Oscar Plouffe, who had been too busy to look at the programme which was to be a souvenir of an occasion that would shine in the history of Montville, whisked it from his pocket. He looked. He frowned. Then, with a jaunty air, he shrugged.
“It is doubtless a mistake of the printer.”
BUT it was not, unfortunately, a mistake of the printer.
When the red-shirted Canadiens skated out on to the ice, Montville let loose a roar of welcome and eagerly scanned the skimming figures, seeking the sturdy, bulletheaded Touchette. But in vain.

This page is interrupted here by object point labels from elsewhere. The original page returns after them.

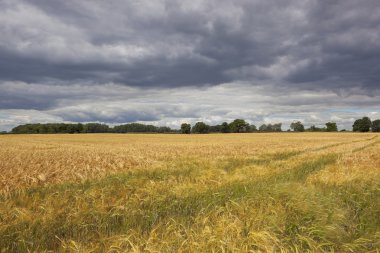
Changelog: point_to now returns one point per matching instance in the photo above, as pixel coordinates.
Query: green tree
(297, 126)
(239, 126)
(185, 128)
(362, 125)
(200, 128)
(224, 128)
(331, 127)
(376, 125)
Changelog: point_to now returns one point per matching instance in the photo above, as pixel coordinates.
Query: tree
(263, 128)
(185, 128)
(361, 125)
(239, 126)
(331, 127)
(376, 125)
(297, 126)
(224, 128)
(252, 128)
(200, 128)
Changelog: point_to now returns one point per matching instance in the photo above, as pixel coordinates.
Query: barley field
(280, 192)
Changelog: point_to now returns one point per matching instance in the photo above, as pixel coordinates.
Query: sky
(169, 62)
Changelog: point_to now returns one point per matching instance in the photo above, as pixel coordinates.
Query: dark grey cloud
(175, 43)
(166, 62)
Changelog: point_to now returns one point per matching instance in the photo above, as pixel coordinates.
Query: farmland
(279, 192)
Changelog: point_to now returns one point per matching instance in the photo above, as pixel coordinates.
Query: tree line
(237, 126)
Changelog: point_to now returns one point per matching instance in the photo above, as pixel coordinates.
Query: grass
(234, 197)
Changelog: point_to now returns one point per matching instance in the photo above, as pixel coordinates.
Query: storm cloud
(166, 62)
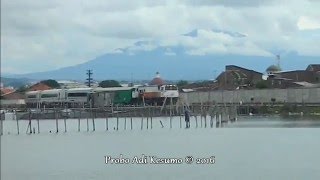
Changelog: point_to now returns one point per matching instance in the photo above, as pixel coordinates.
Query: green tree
(51, 83)
(109, 83)
(262, 84)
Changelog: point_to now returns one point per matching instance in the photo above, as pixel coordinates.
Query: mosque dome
(273, 69)
(157, 80)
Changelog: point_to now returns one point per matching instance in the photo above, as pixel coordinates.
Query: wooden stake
(196, 121)
(18, 129)
(79, 120)
(141, 123)
(38, 126)
(57, 127)
(65, 124)
(106, 120)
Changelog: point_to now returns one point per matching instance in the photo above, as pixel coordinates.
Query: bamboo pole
(106, 121)
(18, 129)
(57, 126)
(1, 121)
(65, 124)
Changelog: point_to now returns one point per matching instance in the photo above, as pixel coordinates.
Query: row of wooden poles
(148, 119)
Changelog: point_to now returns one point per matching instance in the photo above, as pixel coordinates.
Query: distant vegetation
(51, 83)
(109, 83)
(262, 84)
(15, 82)
(181, 84)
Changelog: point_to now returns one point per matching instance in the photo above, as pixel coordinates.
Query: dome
(273, 69)
(157, 80)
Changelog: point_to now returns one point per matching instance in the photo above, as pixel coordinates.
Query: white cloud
(53, 34)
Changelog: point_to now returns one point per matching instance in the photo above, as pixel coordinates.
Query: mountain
(15, 82)
(144, 58)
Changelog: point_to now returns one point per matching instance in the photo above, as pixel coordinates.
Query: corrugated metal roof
(112, 89)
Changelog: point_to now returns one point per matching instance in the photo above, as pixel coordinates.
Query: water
(267, 152)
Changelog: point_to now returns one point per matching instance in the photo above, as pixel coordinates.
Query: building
(293, 79)
(39, 87)
(65, 84)
(12, 99)
(235, 77)
(157, 81)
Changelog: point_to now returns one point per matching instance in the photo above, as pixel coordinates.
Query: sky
(41, 35)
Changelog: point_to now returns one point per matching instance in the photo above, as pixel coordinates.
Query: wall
(302, 95)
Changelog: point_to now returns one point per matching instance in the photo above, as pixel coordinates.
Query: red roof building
(39, 87)
(157, 80)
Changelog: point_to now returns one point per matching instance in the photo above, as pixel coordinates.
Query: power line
(89, 79)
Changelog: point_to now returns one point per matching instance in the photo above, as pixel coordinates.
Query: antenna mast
(89, 79)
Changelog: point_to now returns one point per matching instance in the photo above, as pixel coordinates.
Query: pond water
(250, 148)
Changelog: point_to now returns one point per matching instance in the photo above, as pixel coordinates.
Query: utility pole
(89, 79)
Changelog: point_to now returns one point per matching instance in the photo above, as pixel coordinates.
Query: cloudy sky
(40, 35)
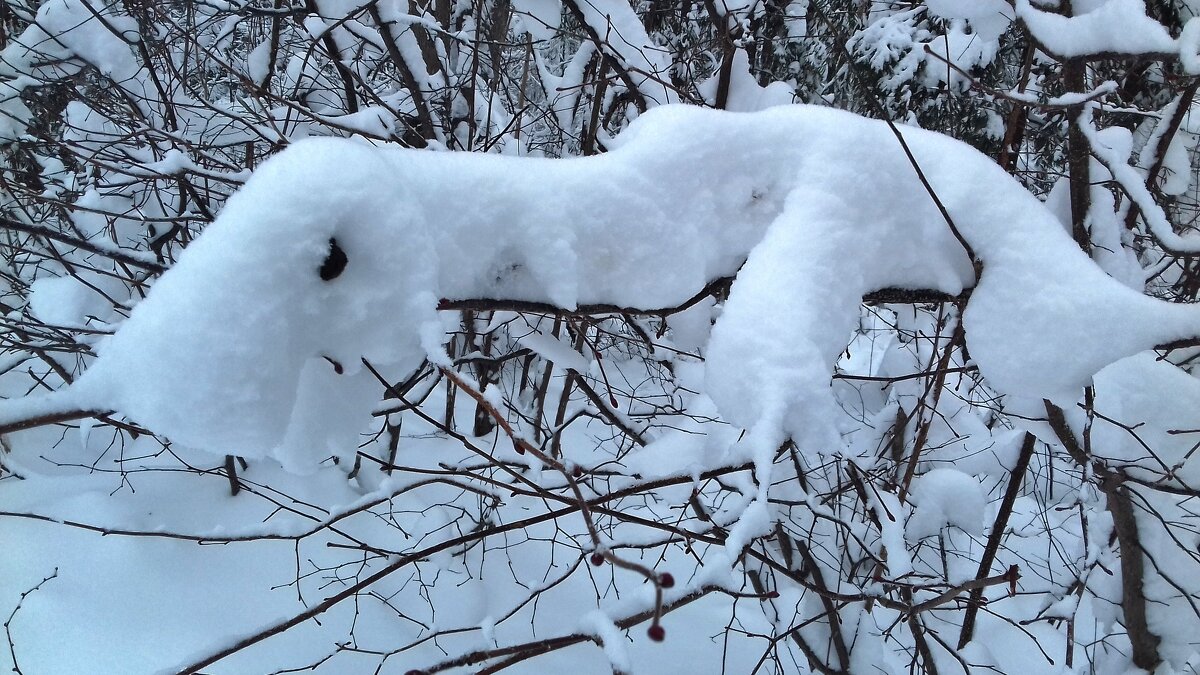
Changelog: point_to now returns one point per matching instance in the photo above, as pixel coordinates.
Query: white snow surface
(228, 351)
(1114, 25)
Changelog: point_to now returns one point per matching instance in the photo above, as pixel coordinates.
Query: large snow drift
(821, 205)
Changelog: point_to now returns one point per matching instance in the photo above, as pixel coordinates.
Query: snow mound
(945, 496)
(821, 205)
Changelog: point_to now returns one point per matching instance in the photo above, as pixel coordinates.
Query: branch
(107, 251)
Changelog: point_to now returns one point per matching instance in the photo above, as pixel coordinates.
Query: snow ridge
(229, 350)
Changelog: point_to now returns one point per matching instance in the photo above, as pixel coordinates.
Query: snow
(540, 18)
(945, 496)
(1114, 25)
(214, 357)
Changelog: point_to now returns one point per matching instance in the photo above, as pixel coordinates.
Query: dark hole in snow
(335, 262)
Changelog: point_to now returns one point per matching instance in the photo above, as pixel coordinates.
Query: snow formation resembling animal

Touchette was not with the team. He was not on the ice. Montville took refuge in excuses. Touchette was late. Touchette would appear presently. But everyone was puzzled, disappointed, apprehensive. And when the game began, with Adelard Touchette neither on the ice nor in the players’ box, gloom settled down upon the delegation from Montville.
"But what has happened?” demanded Mayor Lillivert. “We come to see Touchette. Where is Touchette?”

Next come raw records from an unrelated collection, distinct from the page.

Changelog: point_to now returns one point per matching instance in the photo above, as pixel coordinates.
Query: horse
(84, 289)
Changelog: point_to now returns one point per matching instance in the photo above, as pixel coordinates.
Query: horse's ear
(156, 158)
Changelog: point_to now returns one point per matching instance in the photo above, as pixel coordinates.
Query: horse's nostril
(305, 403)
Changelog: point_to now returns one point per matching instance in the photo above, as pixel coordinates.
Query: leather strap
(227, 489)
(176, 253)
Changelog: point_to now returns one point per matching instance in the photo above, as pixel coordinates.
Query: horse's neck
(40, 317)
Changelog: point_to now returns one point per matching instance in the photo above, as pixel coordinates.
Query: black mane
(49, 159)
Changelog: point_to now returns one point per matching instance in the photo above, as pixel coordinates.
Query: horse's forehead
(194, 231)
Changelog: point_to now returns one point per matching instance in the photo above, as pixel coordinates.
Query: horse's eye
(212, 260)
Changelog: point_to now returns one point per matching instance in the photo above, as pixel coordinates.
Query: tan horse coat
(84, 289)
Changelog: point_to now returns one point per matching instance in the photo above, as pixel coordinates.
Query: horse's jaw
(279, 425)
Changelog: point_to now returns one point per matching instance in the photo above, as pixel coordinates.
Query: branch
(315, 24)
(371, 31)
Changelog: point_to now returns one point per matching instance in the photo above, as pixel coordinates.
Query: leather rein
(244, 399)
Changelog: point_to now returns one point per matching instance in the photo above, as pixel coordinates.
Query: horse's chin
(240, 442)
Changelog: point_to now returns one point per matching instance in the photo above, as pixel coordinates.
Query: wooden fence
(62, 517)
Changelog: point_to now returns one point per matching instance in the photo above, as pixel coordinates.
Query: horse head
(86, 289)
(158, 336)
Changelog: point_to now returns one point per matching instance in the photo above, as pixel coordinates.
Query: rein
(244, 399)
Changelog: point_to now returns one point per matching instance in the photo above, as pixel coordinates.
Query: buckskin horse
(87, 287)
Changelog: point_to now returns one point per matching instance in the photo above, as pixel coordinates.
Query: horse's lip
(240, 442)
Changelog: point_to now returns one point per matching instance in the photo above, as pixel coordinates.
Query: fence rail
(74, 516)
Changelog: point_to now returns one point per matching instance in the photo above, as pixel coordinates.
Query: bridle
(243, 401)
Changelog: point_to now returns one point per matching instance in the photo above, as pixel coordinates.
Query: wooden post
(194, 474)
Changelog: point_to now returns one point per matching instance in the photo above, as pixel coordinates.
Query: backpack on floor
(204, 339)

“Yes,” piped Adolphus Tantivy. “Oscar Plouffe has arranged this excursion at great expense to us all. It is incredible. I am stunned. We are all made to look ridiculous. Where is Touchette? And where, in fact, is Oscar Plouffe?”

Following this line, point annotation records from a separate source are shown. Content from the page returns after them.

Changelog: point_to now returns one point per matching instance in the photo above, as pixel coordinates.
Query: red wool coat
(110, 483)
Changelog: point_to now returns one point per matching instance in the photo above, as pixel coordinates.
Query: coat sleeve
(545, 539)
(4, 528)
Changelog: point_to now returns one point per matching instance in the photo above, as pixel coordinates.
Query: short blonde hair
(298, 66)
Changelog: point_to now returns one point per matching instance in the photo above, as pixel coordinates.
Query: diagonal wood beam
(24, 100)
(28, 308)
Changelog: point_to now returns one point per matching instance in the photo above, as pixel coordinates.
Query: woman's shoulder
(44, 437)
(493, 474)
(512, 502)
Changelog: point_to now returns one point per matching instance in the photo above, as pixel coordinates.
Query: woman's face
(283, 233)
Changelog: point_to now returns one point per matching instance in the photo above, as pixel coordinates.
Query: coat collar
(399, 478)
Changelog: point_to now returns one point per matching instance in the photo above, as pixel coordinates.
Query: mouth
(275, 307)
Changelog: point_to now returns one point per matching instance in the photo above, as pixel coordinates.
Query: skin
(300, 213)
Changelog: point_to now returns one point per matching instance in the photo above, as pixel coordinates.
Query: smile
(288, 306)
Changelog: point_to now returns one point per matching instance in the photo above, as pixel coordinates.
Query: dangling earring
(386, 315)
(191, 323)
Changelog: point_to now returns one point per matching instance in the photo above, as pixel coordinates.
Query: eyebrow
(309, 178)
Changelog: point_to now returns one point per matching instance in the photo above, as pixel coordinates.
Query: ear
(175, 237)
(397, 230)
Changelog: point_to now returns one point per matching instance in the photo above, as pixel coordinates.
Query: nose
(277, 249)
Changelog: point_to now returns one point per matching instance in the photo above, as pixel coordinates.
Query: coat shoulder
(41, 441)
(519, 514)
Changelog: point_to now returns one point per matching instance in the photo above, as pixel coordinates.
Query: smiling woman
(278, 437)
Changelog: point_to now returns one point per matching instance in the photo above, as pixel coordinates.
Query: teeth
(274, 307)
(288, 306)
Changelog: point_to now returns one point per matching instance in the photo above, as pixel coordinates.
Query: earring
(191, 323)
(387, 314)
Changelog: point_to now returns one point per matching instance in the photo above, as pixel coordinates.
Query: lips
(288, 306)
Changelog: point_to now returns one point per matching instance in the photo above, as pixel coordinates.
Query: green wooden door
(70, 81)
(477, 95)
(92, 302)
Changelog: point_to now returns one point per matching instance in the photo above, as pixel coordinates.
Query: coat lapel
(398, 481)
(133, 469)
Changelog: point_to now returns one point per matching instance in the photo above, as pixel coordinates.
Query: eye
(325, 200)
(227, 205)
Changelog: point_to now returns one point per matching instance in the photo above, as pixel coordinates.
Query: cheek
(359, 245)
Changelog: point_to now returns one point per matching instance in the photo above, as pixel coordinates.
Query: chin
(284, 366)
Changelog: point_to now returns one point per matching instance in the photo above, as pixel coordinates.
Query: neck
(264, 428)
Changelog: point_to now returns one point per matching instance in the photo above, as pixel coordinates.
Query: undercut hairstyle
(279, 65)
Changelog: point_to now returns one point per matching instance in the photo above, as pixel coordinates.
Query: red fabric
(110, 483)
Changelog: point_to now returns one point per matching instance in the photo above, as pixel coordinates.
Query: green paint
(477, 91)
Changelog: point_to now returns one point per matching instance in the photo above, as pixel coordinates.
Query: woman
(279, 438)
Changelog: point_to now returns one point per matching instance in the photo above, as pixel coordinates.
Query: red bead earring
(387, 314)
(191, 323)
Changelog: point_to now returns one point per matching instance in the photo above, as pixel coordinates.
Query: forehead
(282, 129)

Oscar Plouffe had deserted his delegation in this black hour. The game began, and Montville regarded it sourly. The rink roared with cheers for the fleet Canadiens, rang with anathemas against the redoubtable M. Shore and his Boston crew, but there was not so much as a peep out of the glum little group from Montville.
But Oscar Plouffe had gone into action. A little pale, a little shaken, he was tugging at the elbow of a bored young man in the press box.
“Sir—I beg your pardon—a little information—it is about Touchette—Adelard Touchette—is he ill?”
The bored young man looked at him.
“I’ll tell the world,” he said. “He’s about the sickest kid in Montreal right now.”
“Is it—is it serious?” spluttered Plouffe. “Well, they’re sending him back to Providence for a rest cure so he can get in shape to tackle Schmeling.”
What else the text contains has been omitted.